Fidelios ältere Schwester

„Leonora“ war früher auf der Bühne, doch gegen ein Jahrhundertwerk hatte Ferdinando Paërs Oper keine Chance. Ein Fall für Alessandro De Marchi, der bei den Innsbrucker Festwochen der Alten Musik 2020 ein Meisterwerk aus langer Versenkung holte.

Kein Komponist, der einen Blick in die Partitur geworfen oder Ferdinando Paërs „Leonora“ (1804) auf der Bühne gesehen hatte, konnte ernsthaft auf den Gedanken kommen, zeitnah eine Oper gleichen Inhalts zu schreiben. Doch der Stoff lag im Geist der Zeit und Ludwig van Beethoven war ohnehin fest davon überzeugt, dass seine Version der tapferen Ehefrau, die ihrem von Tyrannenwillkür bedrohten Gatten das Leben rettet, jedem Vergleich standhalten würde.

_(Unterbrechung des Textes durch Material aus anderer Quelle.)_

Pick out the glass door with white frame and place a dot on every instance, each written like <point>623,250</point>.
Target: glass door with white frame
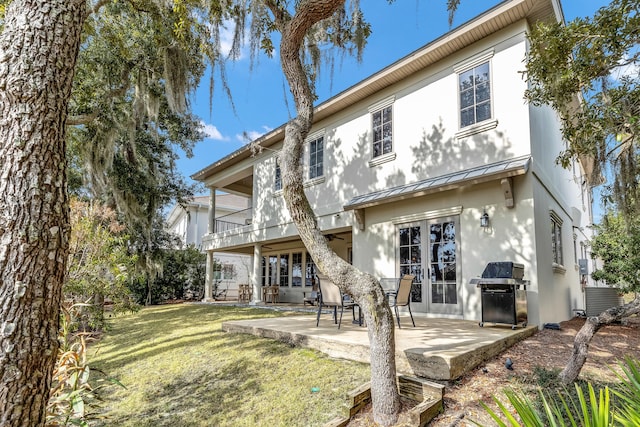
<point>437,291</point>
<point>410,256</point>
<point>443,268</point>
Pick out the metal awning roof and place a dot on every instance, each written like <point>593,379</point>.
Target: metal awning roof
<point>493,171</point>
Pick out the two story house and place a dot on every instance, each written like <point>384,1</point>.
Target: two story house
<point>435,166</point>
<point>191,222</point>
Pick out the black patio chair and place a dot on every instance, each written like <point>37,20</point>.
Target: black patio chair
<point>331,296</point>
<point>402,296</point>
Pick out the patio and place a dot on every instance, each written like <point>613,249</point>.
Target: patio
<point>437,349</point>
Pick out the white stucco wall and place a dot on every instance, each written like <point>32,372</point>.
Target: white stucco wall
<point>427,143</point>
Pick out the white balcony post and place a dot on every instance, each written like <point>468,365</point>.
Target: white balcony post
<point>257,274</point>
<point>208,281</point>
<point>211,226</point>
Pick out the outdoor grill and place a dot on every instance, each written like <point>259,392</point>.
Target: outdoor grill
<point>503,294</point>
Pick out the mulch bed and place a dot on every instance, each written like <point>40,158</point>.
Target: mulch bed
<point>548,349</point>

Obwohl er die ein Jahr zuvor entstandene „Leonora“ durchaus schätzte und außerdem die Partitur besaß.

Der Selbstbewusste behielt Recht. „Fidelio“ stellte Paërs Oper in den Schatten der Musikgeschichte – und die Versuche von Pierre Gaveaux und Simon Mayr, die Jean Nicolas Bouillys Vorlage „Léonore ou l´Amour conjugal“ (1798) ebenfalls vertont hatten, sowieso.

Unter diesen Umständen war es wohl folgerichtig, „Leonora“ ausgerechnet im Beethoven-Jahr 2020 wieder zurück ins Rampenlicht zu holen. Es dürfte allerdings nicht das letzte Mal gewesen sein, denn die Erstaufführung auf der Grundlage der historisch-kritischen Neuausgabe von Christian Seidenberg stellte nicht nur die außergewöhnlichen Qualitäten des handwerklich brillanten und endlos einfallsreichen Opernkomponisten Ferdinando Paër unter Beweis.

Seine „Leonora“ markiert überdies einen frühen, melodienseligen und koloraturbegeisterten Höhepunkt der Belcanto-Kultur und ein reizvoll-schlankes, dramaturgisch geschlossenes Gegenstück zum kantigen, künstlerisch und politisch so ambitionierten „Fidelio“. Denn auch wenn es zu einigen Überschneidungen kommt, zeigen die Rettungsopern doch auf faszinierende Weise, wie man sich ein- und demselben Thema aus völlig unterschiedlichen Perspektiven nähern kann.

Die Einspielung ist das Ergebnis einiger weniger Aufführungen, die im August 2020 – coronabedingt halbkonzertant – im Rahmen der Innsbrucker Festwochen der Alten Musik stattfanden. Die Solopartien sind bei Eleonora Bellocci (Leonora/Fedele), Renato Girolami (Rocco), Marie Lys (Marcellina), Luigi De Donato (Gioacchino), Carlo Allemano (Don Pizarro) und Krešimir Špicer (Don Fernando) in den besten Händen. Für besondere Momente sorgt Paolo Fanale (Florestano), dessen frischer Tenor nicht nur für die heldenhafte Aufwallung, sondern auch für die gebrochenen Zwischentöne eines verzweifelten, zermürbten Gefangenen taugt.

Alessandro De Marchi erweist sich als Intendant des Festivals, vor allem aber am Pult des Innsbrucker Festwochenorchesters einmal mehr als leidenschaftlicher und elektrisierender Anwalt unbekannter Werke. Von der fulminant inszenierten Ouvertüre bis zum grandiosen Finale des 2. Aktes hält er die Spannung auf hohem Niveau.